Cells were lysed in PTY buffer (50 mM HEPES, 50 mM NaCl, 5 mM EDTA, 1% Triton X-100, 50 mM NaF, 10 mM Na4P2O7, 1 mM Na3O4V, 10 μg/ml phenylmethanesulfonyl fluoride) supplemented with protease and phosphatase inhibitors (Sigma-Aldrich P8340, P0044, and P5726). Protein concentration was measured with the BCA method (Fisher Scientific PI-23225). Cell lysates (5–20 μg) were resolved in 4-12% Bis-Tris NuPAGE or 18% Tris-Glycine Novex gels (Invitrogen) and transferred on Immobilon-FL PVDF membranes (Millipore). Primary antibodies used were against tuberin (Santa Cruz Biotechnologies SC-893); hamartin and PLK1 (Invitrogen 37-0400 and 33-1700, respectively); pS235/236-ribosomal protein S6 (2211), D175-caspase 3 (9661), PARP (9542), LC3B (3868), Beclin 1 (3495), Atg3 (3415), Bcl-xL (2764), Bad (9239), and Mcl-1 (5453) (all from Cell Signaling); and α-tubulin, β-actin, and p62/SQSTM1 (Sigma-Aldrich T6557, A5441, and P0067, respectively). HRP-conjugate secondary antibodies were goat anti-rabbit and goat anti-mouse (Bio-Rad). Chemiluminescence reaction was performed with SuperSignal WestPico substrate (Fisher Scientific PtdIns-34077) and was detected on X-ray film (ISCBioexpress) developed in an automated X-ray film processor. ImageJ (NIH) was used for densitometric quantitation of digital images from scanned X-ray films.

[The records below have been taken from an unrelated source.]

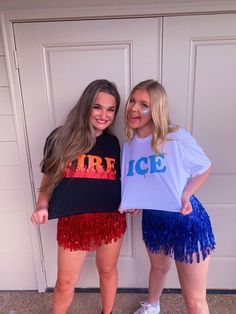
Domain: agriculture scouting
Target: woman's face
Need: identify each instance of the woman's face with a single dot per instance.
(139, 113)
(103, 112)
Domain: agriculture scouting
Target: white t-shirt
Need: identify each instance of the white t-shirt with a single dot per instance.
(151, 181)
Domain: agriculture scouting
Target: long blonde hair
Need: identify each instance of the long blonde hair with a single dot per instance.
(76, 136)
(159, 113)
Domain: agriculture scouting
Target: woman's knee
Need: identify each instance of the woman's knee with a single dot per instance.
(107, 270)
(195, 304)
(65, 284)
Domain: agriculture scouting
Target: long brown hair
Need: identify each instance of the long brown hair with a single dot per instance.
(159, 112)
(76, 136)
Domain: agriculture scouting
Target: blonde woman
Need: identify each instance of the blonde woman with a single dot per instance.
(162, 168)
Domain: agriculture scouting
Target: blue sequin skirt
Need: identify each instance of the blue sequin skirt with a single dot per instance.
(179, 236)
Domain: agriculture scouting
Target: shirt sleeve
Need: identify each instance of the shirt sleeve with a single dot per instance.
(195, 160)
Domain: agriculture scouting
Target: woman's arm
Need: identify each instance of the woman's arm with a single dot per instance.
(40, 214)
(193, 185)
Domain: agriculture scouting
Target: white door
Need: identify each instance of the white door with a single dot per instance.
(199, 73)
(56, 62)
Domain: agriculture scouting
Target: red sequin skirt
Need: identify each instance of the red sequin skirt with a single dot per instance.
(88, 231)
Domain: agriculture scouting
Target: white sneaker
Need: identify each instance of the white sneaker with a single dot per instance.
(147, 308)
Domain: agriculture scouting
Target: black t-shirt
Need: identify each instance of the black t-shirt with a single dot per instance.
(91, 183)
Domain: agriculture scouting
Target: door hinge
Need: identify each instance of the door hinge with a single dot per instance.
(16, 59)
(43, 266)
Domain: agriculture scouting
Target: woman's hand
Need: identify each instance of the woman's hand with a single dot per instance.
(40, 216)
(133, 211)
(186, 206)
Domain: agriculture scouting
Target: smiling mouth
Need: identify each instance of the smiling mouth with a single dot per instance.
(101, 121)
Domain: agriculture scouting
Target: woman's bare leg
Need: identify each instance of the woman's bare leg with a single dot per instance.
(70, 264)
(106, 260)
(193, 281)
(160, 266)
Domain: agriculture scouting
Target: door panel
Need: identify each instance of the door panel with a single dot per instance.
(200, 81)
(56, 62)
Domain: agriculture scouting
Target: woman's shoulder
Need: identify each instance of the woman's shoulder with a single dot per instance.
(180, 134)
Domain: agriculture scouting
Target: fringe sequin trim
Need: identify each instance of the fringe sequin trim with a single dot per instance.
(88, 231)
(178, 236)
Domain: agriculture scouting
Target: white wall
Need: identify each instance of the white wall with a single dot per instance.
(16, 262)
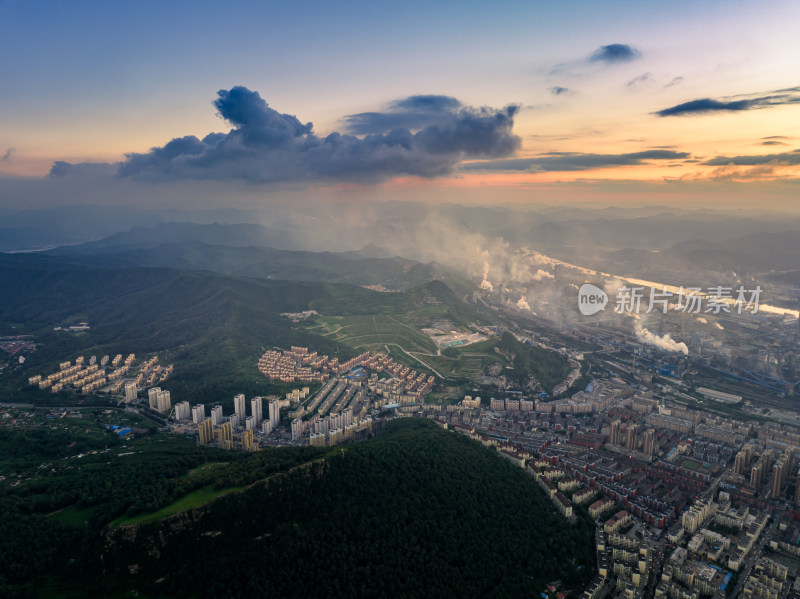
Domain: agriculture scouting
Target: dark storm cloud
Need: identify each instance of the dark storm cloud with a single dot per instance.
(411, 113)
(425, 136)
(573, 161)
(61, 168)
(784, 159)
(735, 104)
(614, 53)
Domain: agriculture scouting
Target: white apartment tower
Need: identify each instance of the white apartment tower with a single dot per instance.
(255, 408)
(239, 406)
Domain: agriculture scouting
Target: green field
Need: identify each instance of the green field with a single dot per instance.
(189, 501)
(372, 332)
(73, 516)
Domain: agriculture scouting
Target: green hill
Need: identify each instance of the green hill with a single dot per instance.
(211, 326)
(416, 512)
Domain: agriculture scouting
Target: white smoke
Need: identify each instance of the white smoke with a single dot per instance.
(485, 284)
(541, 275)
(664, 342)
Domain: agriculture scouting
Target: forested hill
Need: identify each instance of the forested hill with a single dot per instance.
(417, 512)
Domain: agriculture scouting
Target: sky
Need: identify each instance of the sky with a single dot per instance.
(690, 103)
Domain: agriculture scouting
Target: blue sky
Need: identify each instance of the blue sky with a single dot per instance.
(94, 81)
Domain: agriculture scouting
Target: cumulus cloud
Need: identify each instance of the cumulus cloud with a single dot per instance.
(425, 136)
(735, 103)
(414, 112)
(643, 78)
(614, 54)
(573, 161)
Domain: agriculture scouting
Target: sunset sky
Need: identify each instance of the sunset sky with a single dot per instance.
(516, 101)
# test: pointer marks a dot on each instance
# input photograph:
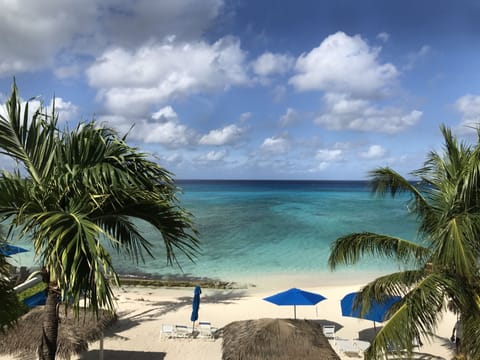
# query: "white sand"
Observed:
(143, 310)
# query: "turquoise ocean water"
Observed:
(260, 228)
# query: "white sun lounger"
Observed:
(349, 346)
(205, 330)
(329, 331)
(167, 331)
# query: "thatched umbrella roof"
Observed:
(74, 334)
(275, 339)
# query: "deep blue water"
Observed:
(261, 228)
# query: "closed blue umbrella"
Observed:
(295, 297)
(376, 313)
(195, 305)
(8, 250)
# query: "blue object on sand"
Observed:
(295, 297)
(377, 311)
(8, 250)
(195, 303)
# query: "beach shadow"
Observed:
(416, 356)
(123, 355)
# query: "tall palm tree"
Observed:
(73, 193)
(442, 266)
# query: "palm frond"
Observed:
(349, 249)
(416, 314)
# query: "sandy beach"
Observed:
(143, 310)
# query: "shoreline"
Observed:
(142, 310)
(257, 281)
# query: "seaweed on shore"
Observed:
(179, 282)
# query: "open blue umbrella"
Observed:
(195, 305)
(8, 250)
(376, 313)
(295, 297)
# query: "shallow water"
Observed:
(256, 229)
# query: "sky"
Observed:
(254, 89)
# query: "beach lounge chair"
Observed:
(351, 348)
(205, 330)
(329, 331)
(167, 331)
(182, 331)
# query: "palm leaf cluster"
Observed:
(440, 268)
(74, 192)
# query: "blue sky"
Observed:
(254, 89)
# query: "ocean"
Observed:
(249, 229)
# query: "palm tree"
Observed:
(441, 267)
(74, 192)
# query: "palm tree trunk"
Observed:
(48, 346)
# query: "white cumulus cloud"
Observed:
(37, 34)
(373, 152)
(329, 155)
(162, 127)
(269, 64)
(290, 117)
(275, 145)
(469, 107)
(229, 135)
(345, 64)
(213, 156)
(132, 81)
(342, 112)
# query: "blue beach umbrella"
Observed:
(376, 313)
(195, 305)
(8, 250)
(295, 297)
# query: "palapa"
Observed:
(74, 334)
(275, 339)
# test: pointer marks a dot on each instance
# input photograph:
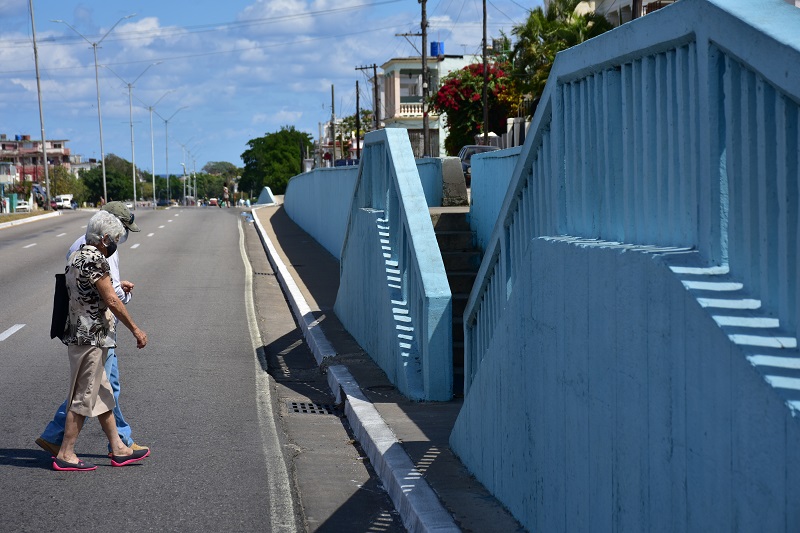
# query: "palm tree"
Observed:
(543, 35)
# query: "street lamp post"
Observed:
(97, 85)
(130, 111)
(166, 145)
(151, 108)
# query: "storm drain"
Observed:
(310, 408)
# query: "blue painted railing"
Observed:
(678, 130)
(319, 202)
(394, 297)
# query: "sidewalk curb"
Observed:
(29, 219)
(412, 496)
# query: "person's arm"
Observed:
(119, 286)
(106, 290)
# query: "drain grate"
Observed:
(310, 408)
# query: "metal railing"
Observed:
(679, 130)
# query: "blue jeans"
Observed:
(54, 432)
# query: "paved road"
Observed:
(217, 464)
(228, 452)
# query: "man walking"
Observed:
(51, 438)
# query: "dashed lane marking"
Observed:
(10, 331)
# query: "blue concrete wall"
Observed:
(430, 176)
(319, 202)
(491, 175)
(610, 400)
(393, 296)
(605, 390)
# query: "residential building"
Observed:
(78, 165)
(26, 155)
(401, 95)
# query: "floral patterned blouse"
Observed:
(90, 319)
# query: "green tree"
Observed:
(221, 168)
(119, 180)
(272, 159)
(62, 181)
(460, 97)
(543, 35)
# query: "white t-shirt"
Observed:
(113, 262)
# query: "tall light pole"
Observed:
(97, 85)
(151, 108)
(130, 111)
(166, 145)
(41, 113)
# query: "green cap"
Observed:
(121, 211)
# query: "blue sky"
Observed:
(226, 71)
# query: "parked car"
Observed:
(64, 201)
(466, 153)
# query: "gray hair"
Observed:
(101, 224)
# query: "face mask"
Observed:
(110, 249)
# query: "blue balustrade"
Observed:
(394, 297)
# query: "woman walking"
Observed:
(92, 301)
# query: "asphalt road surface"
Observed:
(225, 456)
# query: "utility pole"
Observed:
(41, 114)
(485, 83)
(358, 125)
(333, 127)
(376, 93)
(426, 134)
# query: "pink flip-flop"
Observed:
(124, 460)
(80, 466)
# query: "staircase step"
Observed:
(455, 241)
(455, 219)
(462, 260)
(460, 282)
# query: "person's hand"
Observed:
(141, 338)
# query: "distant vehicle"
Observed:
(64, 201)
(466, 153)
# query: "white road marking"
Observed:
(10, 331)
(279, 490)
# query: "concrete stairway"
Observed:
(461, 261)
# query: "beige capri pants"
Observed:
(90, 393)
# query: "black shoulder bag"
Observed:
(58, 325)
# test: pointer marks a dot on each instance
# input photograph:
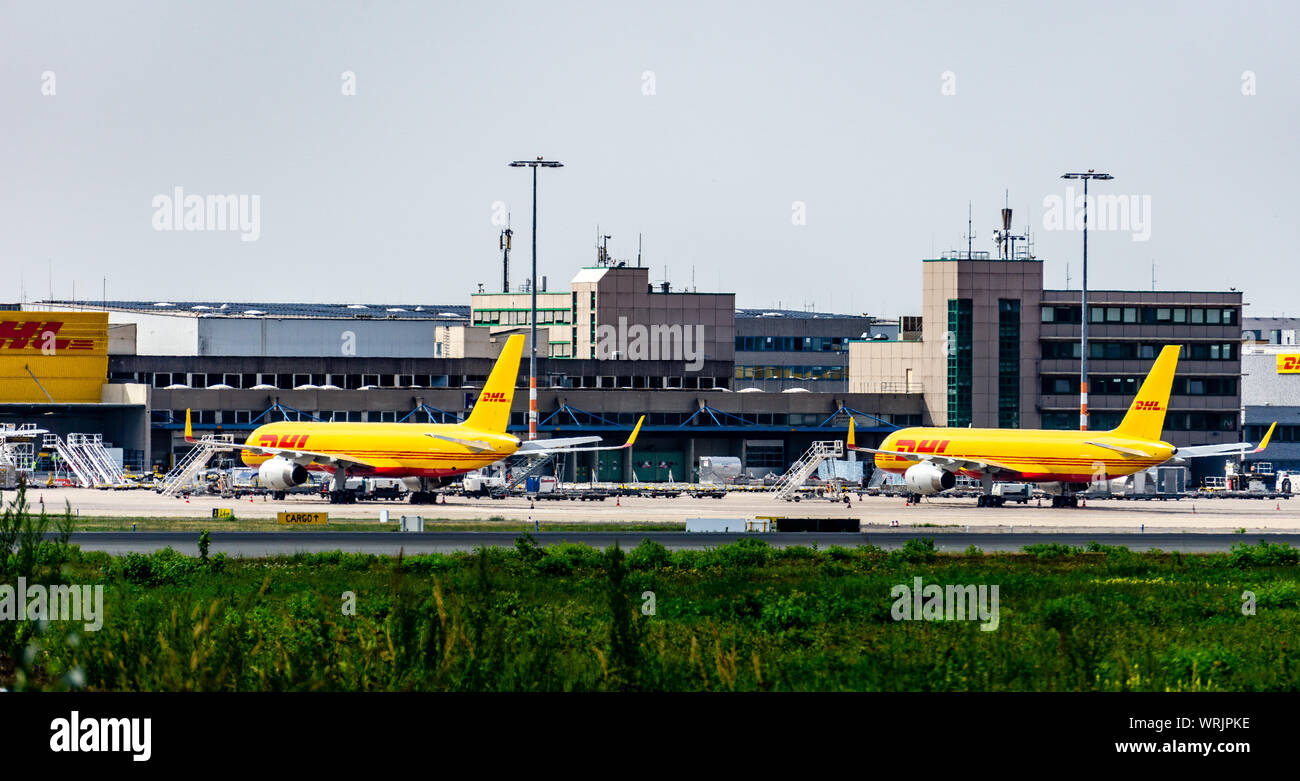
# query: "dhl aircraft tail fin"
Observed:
(492, 409)
(1145, 417)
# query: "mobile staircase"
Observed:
(789, 484)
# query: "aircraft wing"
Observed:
(1200, 451)
(950, 463)
(1126, 451)
(566, 446)
(471, 443)
(298, 456)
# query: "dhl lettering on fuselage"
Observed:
(1032, 455)
(282, 442)
(33, 334)
(394, 450)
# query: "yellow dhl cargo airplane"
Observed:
(425, 455)
(1062, 463)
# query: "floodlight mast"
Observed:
(532, 286)
(1083, 309)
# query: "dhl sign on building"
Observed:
(52, 356)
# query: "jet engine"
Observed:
(927, 478)
(281, 474)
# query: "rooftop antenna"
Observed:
(970, 231)
(505, 255)
(1005, 239)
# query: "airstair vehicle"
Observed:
(788, 485)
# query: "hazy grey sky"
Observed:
(388, 195)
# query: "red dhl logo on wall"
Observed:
(34, 334)
(295, 442)
(921, 446)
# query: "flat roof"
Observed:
(221, 308)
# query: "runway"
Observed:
(1112, 515)
(269, 543)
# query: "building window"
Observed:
(1009, 363)
(960, 326)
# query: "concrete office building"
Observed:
(999, 351)
(974, 363)
(1270, 389)
(779, 350)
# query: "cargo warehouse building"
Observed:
(997, 350)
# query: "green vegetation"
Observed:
(744, 616)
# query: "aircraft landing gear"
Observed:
(987, 498)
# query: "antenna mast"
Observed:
(505, 255)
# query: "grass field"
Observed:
(744, 616)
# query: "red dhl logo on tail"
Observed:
(33, 334)
(921, 446)
(295, 442)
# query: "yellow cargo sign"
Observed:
(302, 519)
(52, 356)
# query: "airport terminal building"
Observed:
(997, 350)
(238, 365)
(1270, 364)
(991, 347)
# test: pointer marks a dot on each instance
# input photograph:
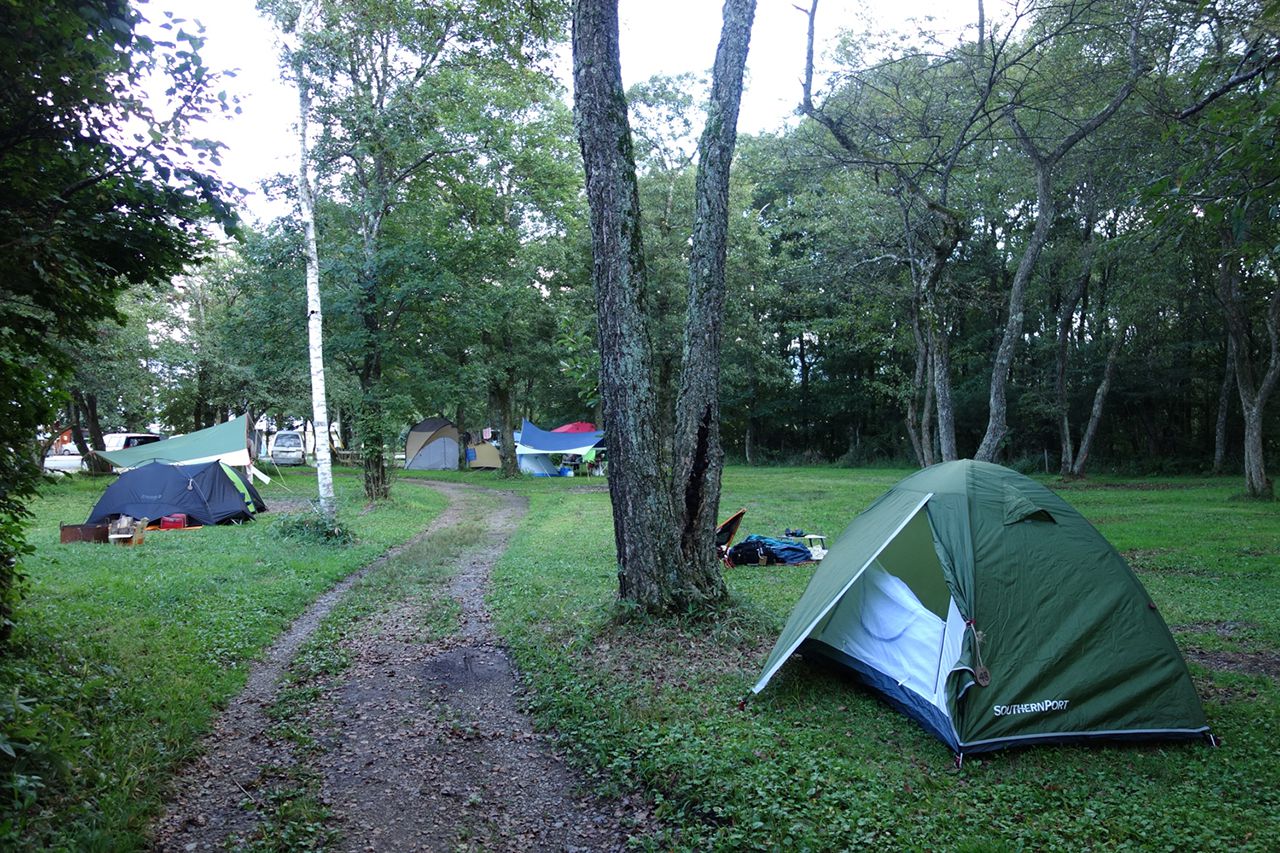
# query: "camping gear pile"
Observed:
(983, 606)
(126, 530)
(766, 551)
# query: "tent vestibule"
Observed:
(987, 609)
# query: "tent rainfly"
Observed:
(982, 605)
(432, 446)
(535, 446)
(222, 443)
(575, 427)
(483, 455)
(208, 493)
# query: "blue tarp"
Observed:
(539, 441)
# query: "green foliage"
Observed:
(97, 194)
(122, 656)
(816, 762)
(314, 528)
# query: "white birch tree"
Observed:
(315, 318)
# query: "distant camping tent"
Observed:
(225, 443)
(576, 427)
(432, 446)
(483, 455)
(535, 447)
(982, 605)
(208, 493)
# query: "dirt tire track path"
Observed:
(424, 746)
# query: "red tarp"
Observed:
(576, 427)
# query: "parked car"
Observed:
(64, 460)
(288, 448)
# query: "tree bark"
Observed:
(1224, 407)
(502, 405)
(1253, 391)
(460, 422)
(699, 457)
(315, 318)
(643, 524)
(941, 347)
(82, 446)
(644, 527)
(1100, 397)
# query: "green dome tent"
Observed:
(982, 605)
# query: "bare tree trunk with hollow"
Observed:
(1255, 391)
(699, 457)
(663, 527)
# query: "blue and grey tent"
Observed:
(208, 493)
(534, 447)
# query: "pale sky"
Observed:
(658, 37)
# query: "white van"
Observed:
(288, 448)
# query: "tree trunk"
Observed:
(87, 405)
(997, 410)
(941, 347)
(927, 416)
(1253, 391)
(502, 405)
(82, 446)
(922, 366)
(1065, 324)
(1100, 397)
(371, 428)
(1224, 407)
(460, 422)
(315, 319)
(699, 457)
(644, 529)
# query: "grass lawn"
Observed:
(818, 763)
(122, 656)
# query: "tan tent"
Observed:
(432, 446)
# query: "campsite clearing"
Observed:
(817, 762)
(137, 660)
(122, 655)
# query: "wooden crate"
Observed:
(82, 533)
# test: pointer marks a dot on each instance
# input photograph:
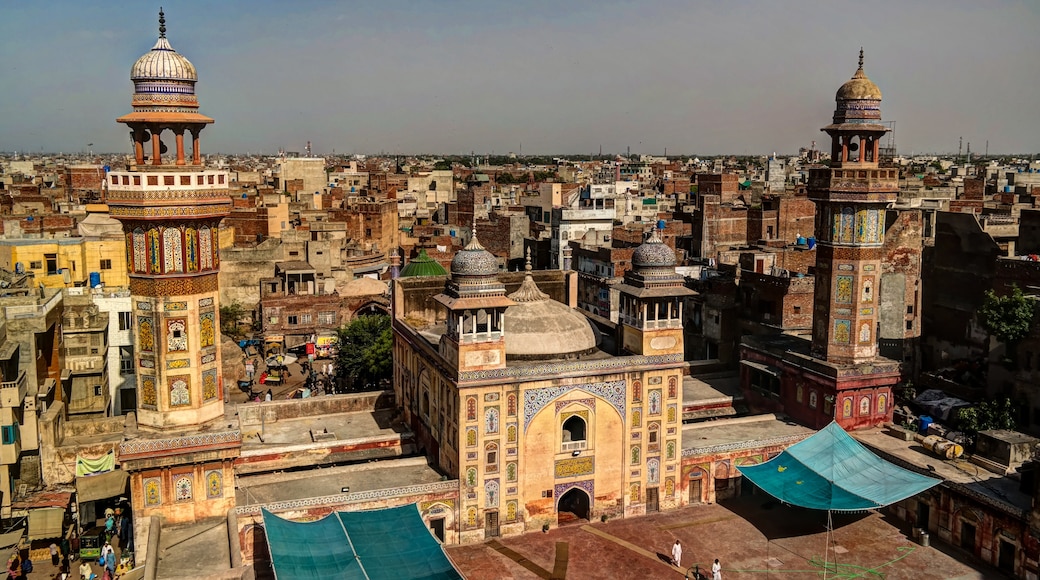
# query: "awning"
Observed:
(47, 523)
(103, 485)
(832, 471)
(378, 545)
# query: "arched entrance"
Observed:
(573, 507)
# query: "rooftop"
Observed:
(742, 432)
(255, 490)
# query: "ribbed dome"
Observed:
(859, 86)
(474, 260)
(162, 62)
(422, 265)
(653, 254)
(539, 327)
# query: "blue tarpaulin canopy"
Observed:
(832, 471)
(377, 545)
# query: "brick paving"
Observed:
(752, 537)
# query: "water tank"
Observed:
(942, 447)
(925, 421)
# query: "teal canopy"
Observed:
(377, 545)
(830, 470)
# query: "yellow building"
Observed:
(519, 398)
(69, 262)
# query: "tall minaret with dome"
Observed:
(171, 208)
(851, 198)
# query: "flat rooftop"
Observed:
(254, 490)
(739, 432)
(710, 389)
(344, 426)
(997, 488)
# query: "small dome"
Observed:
(859, 87)
(162, 62)
(653, 254)
(474, 260)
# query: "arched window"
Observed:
(574, 429)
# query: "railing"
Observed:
(13, 392)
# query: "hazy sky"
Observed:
(564, 76)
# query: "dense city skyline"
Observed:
(535, 78)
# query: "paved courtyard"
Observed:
(753, 538)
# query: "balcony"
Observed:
(13, 392)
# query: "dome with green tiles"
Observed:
(422, 265)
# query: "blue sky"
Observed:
(693, 77)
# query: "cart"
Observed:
(91, 543)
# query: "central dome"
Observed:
(474, 260)
(162, 62)
(538, 327)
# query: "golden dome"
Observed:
(859, 86)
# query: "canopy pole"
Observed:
(827, 547)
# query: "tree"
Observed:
(997, 414)
(231, 317)
(1008, 317)
(365, 351)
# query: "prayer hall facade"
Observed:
(540, 417)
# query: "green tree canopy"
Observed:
(1008, 317)
(365, 351)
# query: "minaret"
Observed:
(851, 198)
(476, 302)
(171, 211)
(651, 300)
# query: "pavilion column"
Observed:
(138, 148)
(156, 143)
(180, 146)
(196, 151)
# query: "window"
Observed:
(9, 435)
(574, 433)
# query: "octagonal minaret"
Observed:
(171, 211)
(851, 198)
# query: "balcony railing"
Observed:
(13, 392)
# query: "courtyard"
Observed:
(753, 537)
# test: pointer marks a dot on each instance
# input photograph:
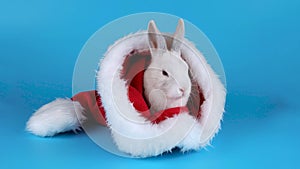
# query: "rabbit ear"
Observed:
(178, 36)
(156, 39)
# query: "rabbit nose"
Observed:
(181, 90)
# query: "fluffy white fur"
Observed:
(173, 89)
(133, 133)
(58, 116)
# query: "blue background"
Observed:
(258, 42)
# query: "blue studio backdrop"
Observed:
(258, 42)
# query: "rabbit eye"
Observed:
(165, 73)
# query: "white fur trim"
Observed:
(133, 133)
(57, 116)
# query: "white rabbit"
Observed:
(166, 81)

GFP-LC3 punctae quantitation

WI38 primary fibroblasts expressing GFP-LC3 were grown on 22 × 22 mm coverglasses in 6-well plates, treated with agents, washed twice with PBS, fixed with 4% v/v paraformaldehyde (Electron Microscopy Sciences) in PBS for 20 min in the dark, washed twice with PBS, permeabilized with 0.2% v/v Triton-X100 in PBS, and the DNA was counterstained with 1 μg/ml 4′, 6-diamidino-2-phenylindole dihydrochlroride. Coverglasses were mounted on microscopy slides using Fluoro-Gel (Electron Microscopy Sciences). Digital fluorescence micrographs were acquired with a Provis AX70 epi-fluorescence microscope (Olympus) equipped with a 100x oil-immersion objective and a Retiga EXiFast1394 camera (QImaging), using iVIsion software (BioVision Technologies). GFP-LC3 punctae were automatically counted using ImageJ particle analysis tool after thresholding.

Gene expression analysis

621-101 cells were treated for 24 hours with 100 nM BI-2536, or DMSO as a vehicle control, and total RNA was extracted using Trizol (Invitrogen) according to the manufacturer instructions. RNA amplification, labeling, hybridization, and data acquisition and analyses were performed by ArrayStar Inc.. (Rockville MD). Briefly, RNA was amplified and transcribed into fluorescently-labeled cRNA using Quick Amp Labeling (Agilent), hybridized on a 4 × 44k Whole Human Genome oligo microarray (Agilent), array data were acquired using scanner G2505C (Agilent), and analyzed by Feature Extraction software version 11.0.1.1 (Agilent). Quantile normalization and subsequent data processing were performed using GeneSpring GX v11.5.1 (Agilent). Differentially expressed genes with statistical significance were identified through Volcano Plot filtering with default threshold fold change ≥ 1.5 and P < 0.05.

Statistical analysis and graphing

Statistical analyses and graphing was performed using Prism v4.0 (GraphPad). Statistical significance was determined by the unpaired 2-tailed Student's t-test. Error bars in graphs represent the standard error of means.